The money clauses beyond the headline
Default interest first, always. Find the rate that applies after the term expires or on breach — typically a substantial step up from the contract rate — and check two things: whether it compounds, and whether it applies to the whole balance or the arrears. Some letters apply default rates retrospectively to the entire loan from day one on certain breaches. That single sentence can be worth more than every basis point you negotiated on the headline.
Minimum interest next: many lenders earn no less than three months' interest even if you redeem in week six, and some pair it with an early repayment charge dressed in different clothes. If your plan involves a fast exit, this clause is your true price. Then the fee tail — exit fees (mostly extinct, but check), admin and redemption fees, and on works facilities, whether interest is charged on the full facility or only drawn funds, and whether a non-utilisation fee applies to the undrawn portion. Two loans with identical headline rates can differ by five figures through these lines alone.
The control clauses
Events of default are the lender's list of tripwires: non-payment, breach of covenant, insolvency events, misrepresentation — all standard — and sometimes broader catches like material adverse change, which give the lender discretion you should at least understand. Cross-default clauses tie this loan to your other borrowing: a problem elsewhere becomes a problem here. Check what requires consent — further charges, tenancies, works beyond the agreed scope, even planning applications — because doing any of them without asking is itself a default.
Extension provisions deserve special attention because you might need them. Some letters are silent, leaving extensions entirely to goodwill; better ones name the mechanism and the fee. Silent is not neutral — negotiate the sentence in while everyone still likes each other.
Conditions precedent — the quiet timeline killer
The CP list is everything that must be true before money moves: title requirements, searches or indemnities, insurance naming the lender, planning documents, ID and source of funds, sometimes personal guarantees with independent legal advice certificates. None of it is negotiable in substance, but all of it is schedulable — the difference between a two-week completion and a five-week one is usually whether the CP list was attacked on day one or discovered in week three. Ask for it early, assign every line an owner, and chase daily.

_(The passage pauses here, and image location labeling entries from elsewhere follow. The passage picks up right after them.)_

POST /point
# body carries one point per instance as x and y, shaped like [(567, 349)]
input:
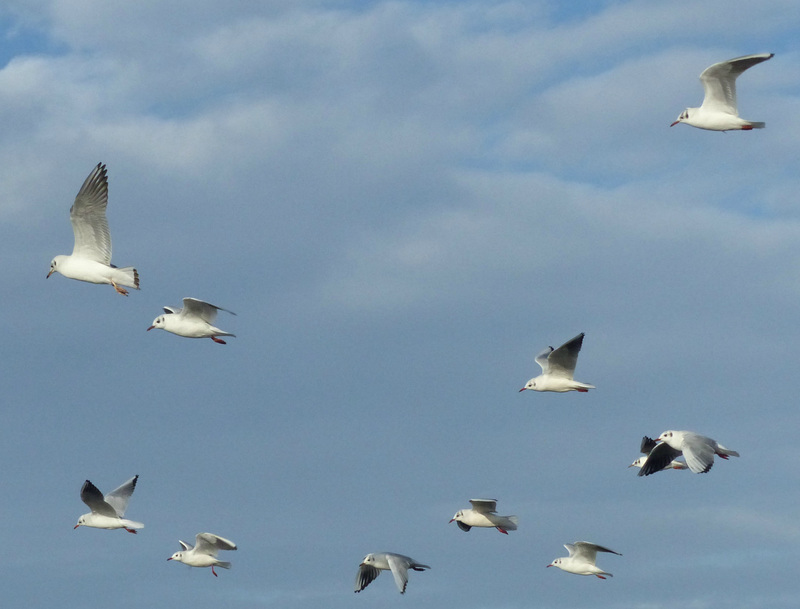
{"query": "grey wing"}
[(484, 506), (647, 445), (204, 310), (88, 217), (365, 576), (208, 543), (120, 496), (92, 497), (698, 452), (588, 551), (597, 548), (542, 360), (399, 566), (564, 359), (661, 456), (719, 82)]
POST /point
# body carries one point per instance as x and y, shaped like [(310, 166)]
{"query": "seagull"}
[(648, 444), (581, 559), (373, 564), (698, 451), (558, 366), (107, 512), (718, 111), (91, 257), (192, 321), (204, 552), (483, 514)]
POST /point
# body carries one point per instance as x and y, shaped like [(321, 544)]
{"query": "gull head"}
[(684, 117), (159, 322), (639, 462), (54, 265), (673, 438)]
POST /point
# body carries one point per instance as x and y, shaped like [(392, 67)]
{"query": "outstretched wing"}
[(719, 82), (661, 456), (588, 551), (399, 566), (92, 497), (365, 576), (484, 506), (120, 496), (204, 310), (88, 217), (564, 359), (542, 360), (208, 543)]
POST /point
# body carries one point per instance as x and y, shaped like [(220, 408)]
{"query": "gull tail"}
[(127, 276)]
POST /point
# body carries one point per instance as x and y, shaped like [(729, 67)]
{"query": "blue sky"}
[(403, 202)]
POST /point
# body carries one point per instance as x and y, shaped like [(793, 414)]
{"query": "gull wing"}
[(484, 506), (661, 456), (542, 360), (120, 496), (399, 566), (562, 361), (719, 82), (365, 576), (92, 497), (88, 217), (588, 551), (698, 452), (208, 543), (204, 310)]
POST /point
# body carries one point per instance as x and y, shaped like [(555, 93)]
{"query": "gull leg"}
[(122, 291)]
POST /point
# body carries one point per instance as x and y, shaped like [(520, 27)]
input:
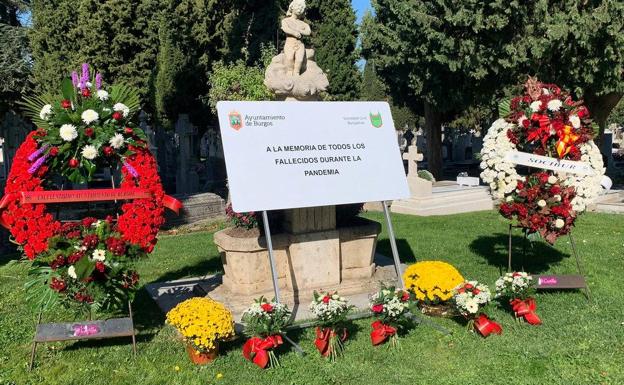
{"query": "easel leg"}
[(133, 332), (395, 251), (267, 235), (578, 266), (34, 348)]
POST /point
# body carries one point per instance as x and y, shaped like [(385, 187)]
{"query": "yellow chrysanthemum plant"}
[(202, 322), (432, 282)]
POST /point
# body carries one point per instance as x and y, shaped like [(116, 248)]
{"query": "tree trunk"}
[(433, 130), (600, 108)]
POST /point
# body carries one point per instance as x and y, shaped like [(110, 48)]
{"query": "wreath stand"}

A worked example of why this matters
Take a real pattern we've unpicked more than once. A borrower redeems in month four of a twelve-month bridge — good news, surely. The letter carried three months' minimum interest, which they'd absorbed, but also a redemption administration fee, and interest charged to the end of the calendar month rather than the day of redemption. Total cost of the "early win": several thousand pounds nobody had priced. None of it was hidden. All of it was in the letter. The same reading failure runs the other way with more teeth: a borrower two weeks past term, exit exchanged and completing imminently, discovers the default rate applies to the whole balance and compounds — and that the extension clause they assumed existed doesn't. Their negotiating position at that moment is zero. Both stories end the same way: the letter was the deal, and the headline was just the advertisement for it.
When to negotiate, and with what
Your leverage peaks before you pay the commitment fee and instruct valuation, and falls to roughly zero at completion week. So the letter gets lawyer's eyes at issue, not at signing. What's realistically movable: default-rate scope, minimum-interest period, extension mechanics, specific consent carve-outs for your known plans. What isn't: the security package, the CP substance, the events-of-default skeleton. As of July 2026 the competitive end of the market will genuinely trade on these clauses when asked directly — lenders reserve their flexibility for borrowers who read the document.
Read the letter asking one question: what happens in the bad month? The good-month clauses — rate, fee, term — were never going to hurt you. Every expensive surprise we've unpicked for a client lived in a clause they'd have queried in five minutes if they'd read it through that lens.